Business news from the Fredericksburg region.
TECH TOYS: What would George Orwell think of the new Gmail update?
Google is worried about its Orwellian image.
But in this, the 30th anni-versary of the year 1984, it keeps doing things that would make George Orwell cringe.
I’m not fretting much about my Gmail being scanned—I’ve figured for years, long before anyone heard of Edward Snowden, that everything was being scanned by the NSA for key words that send up an antenna.
But I’m not overthrowing anything aside from my son in a game of catch in the backyard. And I try not to send emails that admit things like, “My column really BOMBED this week,” even though it did.
The Google Gestapo promises it won’t be kicking anyone’s door down as a result of the scans—at least not this week. But it will be waterboarding us with ads.
This week the tech giant updated its Gmail terms of service, probably in response to a California lawsuit. The updated terms explained that the scans analyze our personal content “to provide you personally relevant product features, such as customized search results, tailored advertising and spam and malware detection.”
Oh, OK. Gee, thanks. So Google is really like your mom—an enormous, all-powerful multibillionaire mom who’s reading your mail and trying to sell you stuff 200 times a day.
Lately, some people wearing Google Glass have been getting some ugly reactions in public because others are concerned that they’re being spied on by Glass’ ability to shoot video and photos without warning. You don’t have to hold it up like your phone to do that. You just have to look.
And Google is promising that it won’t allow Glass facial recognition apps that tap into Google tell the wearer who someone is, who they work for, what football team they like, when was the last time they changed their underwear and things like that. That’s the only reason I’d want to buy Google Glass, but Google is worried about the perception it’s the world’s No. 1 corporate voyeur.

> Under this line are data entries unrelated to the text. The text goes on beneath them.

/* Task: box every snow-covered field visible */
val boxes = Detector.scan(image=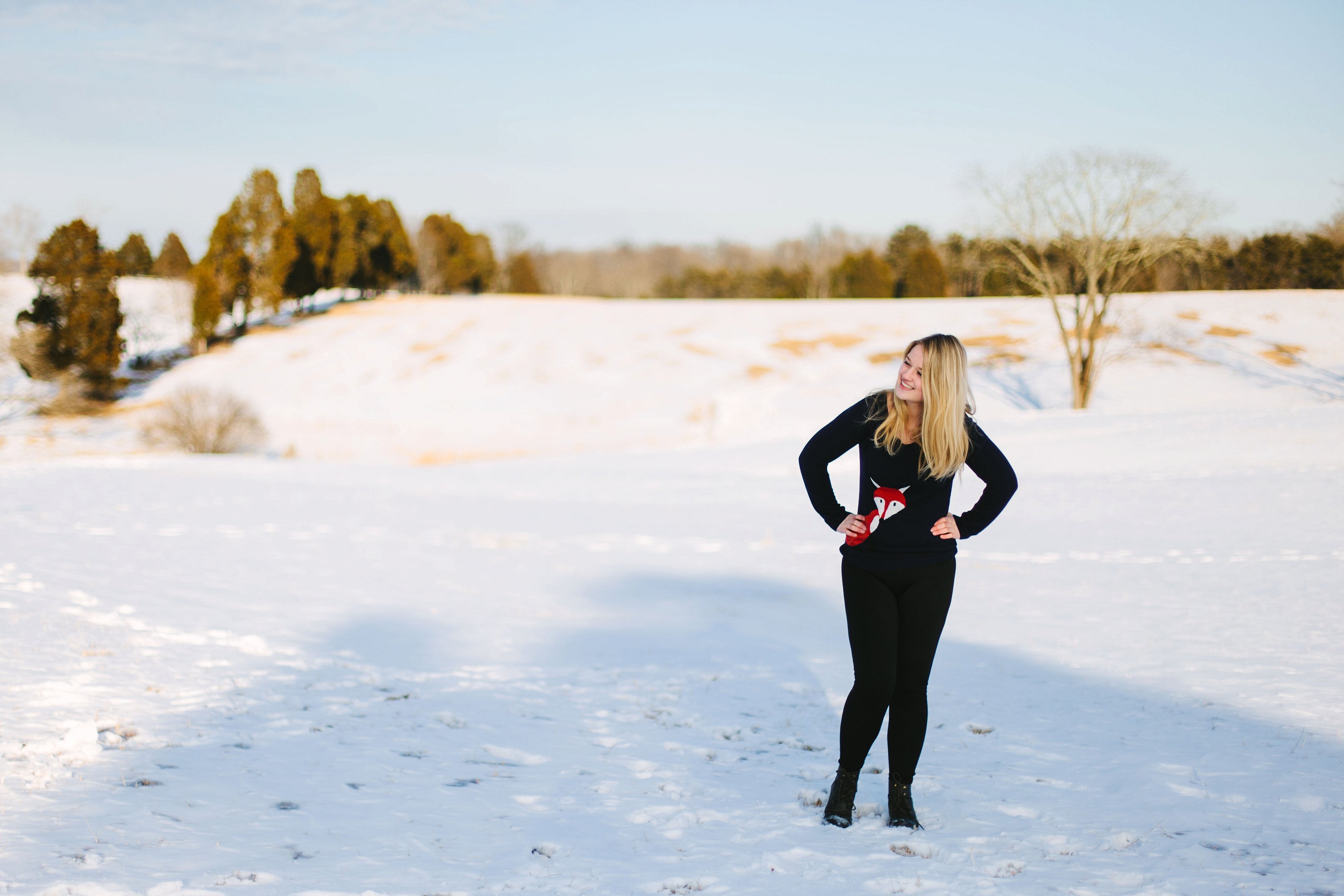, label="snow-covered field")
[0,293,1344,896]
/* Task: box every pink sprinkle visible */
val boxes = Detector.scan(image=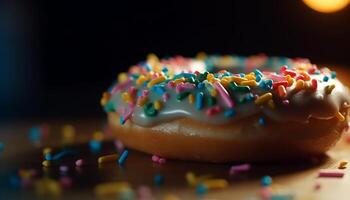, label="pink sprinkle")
[128,86,137,96]
[60,165,68,172]
[230,163,251,175]
[158,158,166,165]
[142,90,149,97]
[152,155,159,163]
[114,140,125,152]
[259,187,271,200]
[214,82,234,108]
[205,106,221,116]
[311,79,317,90]
[75,159,84,167]
[282,99,289,106]
[167,81,175,89]
[162,93,170,102]
[318,170,344,178]
[280,65,288,73]
[60,176,72,188]
[176,83,196,93]
[284,70,297,77]
[314,183,321,190]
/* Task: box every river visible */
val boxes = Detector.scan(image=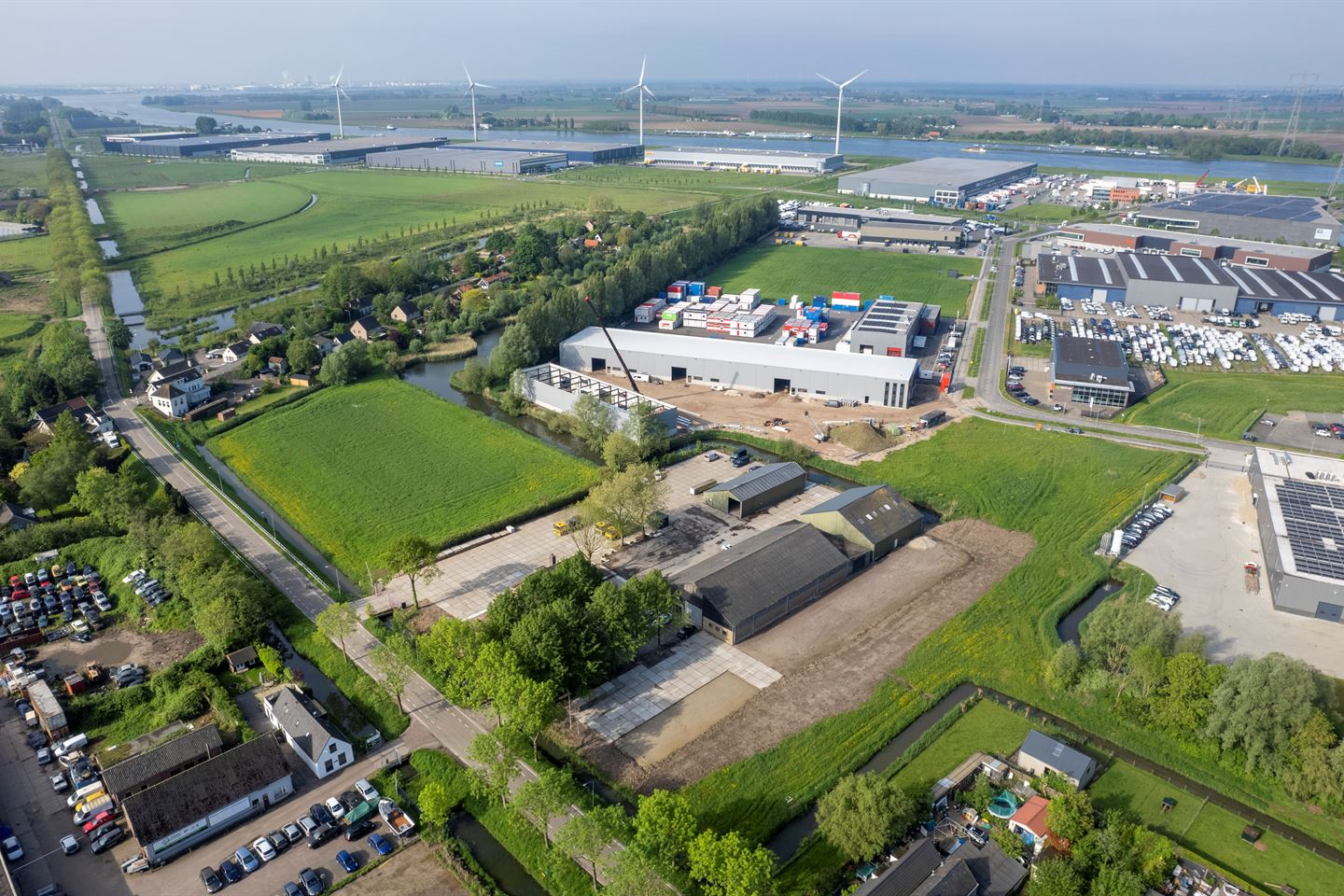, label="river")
[63,92,1335,184]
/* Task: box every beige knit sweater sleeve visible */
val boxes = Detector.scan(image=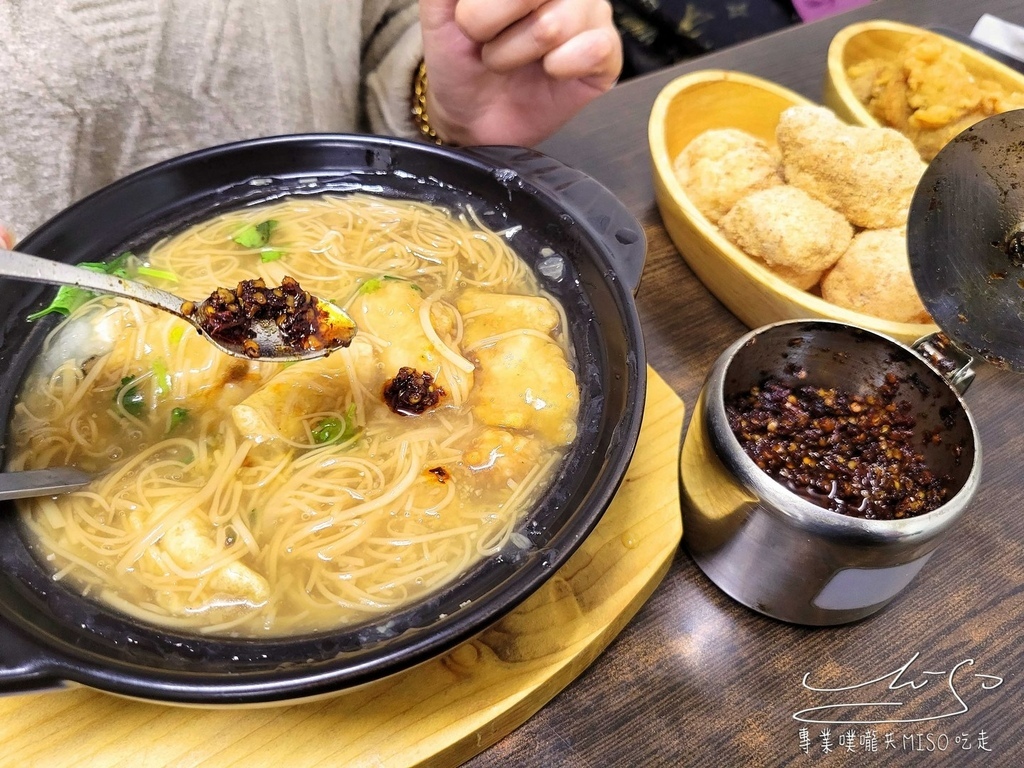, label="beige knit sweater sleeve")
[0,0,422,237]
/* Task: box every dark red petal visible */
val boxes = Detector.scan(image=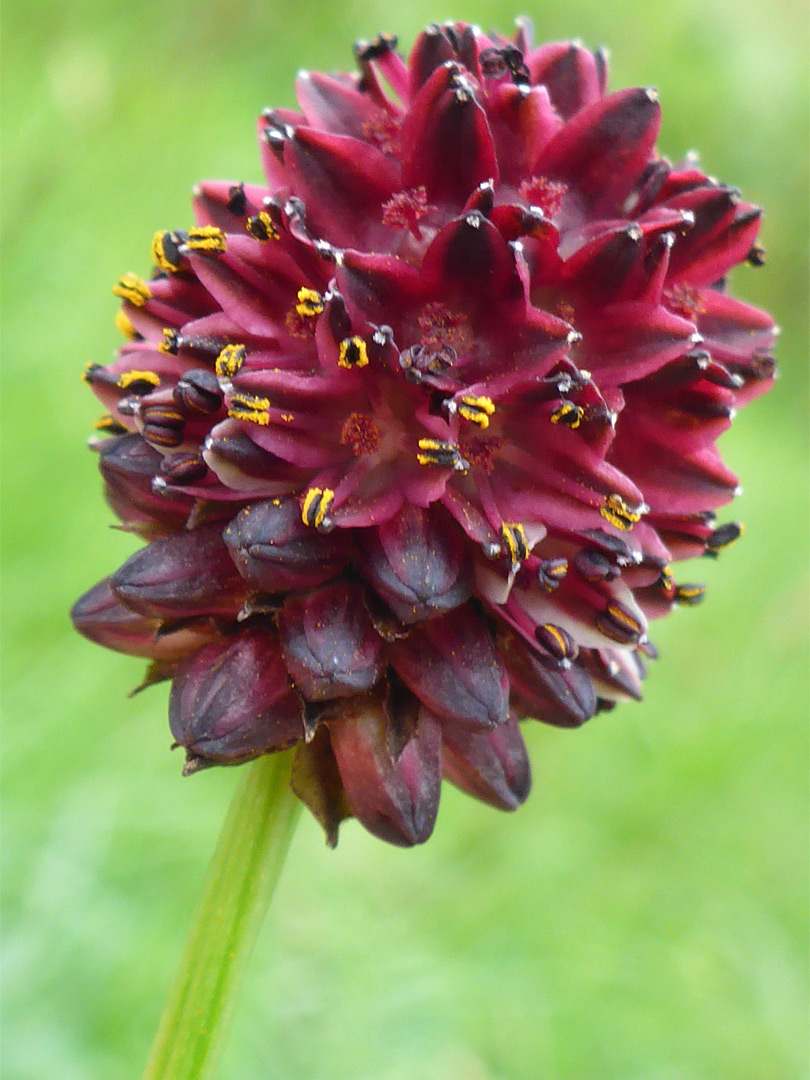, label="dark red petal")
[168,627,303,771]
[391,605,509,728]
[329,694,442,847]
[422,211,523,310]
[408,23,456,100]
[190,255,283,339]
[528,41,602,120]
[534,90,661,216]
[361,504,472,623]
[111,524,247,619]
[336,251,424,333]
[402,64,498,211]
[295,71,378,139]
[442,716,531,810]
[487,83,563,189]
[278,582,382,701]
[580,301,696,388]
[284,127,401,247]
[224,497,348,593]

This goes back to Google Earth looking down on us from orbit. That doesn’t bother me, but Street View does creep me out.
That’s why this week’s news that Google seems to be looking at the possibility of producing contact lenses with tiny cameras in them is hard to understand.
Patent Bolt reported that Google has filed patents for micro-cameras to be part of a smart contact lens—essentially Google Glass that attaches directly to users’ eyeballs and is undetectable. Photos might be taken literally with the blink of an eye, Patent Bolt reports.
So if you go into a bar after Google Eyeball is introduced, try not to blink your eyes too much or you may get punched in the eye.
Michael Zitz lives in Spotsylvania County.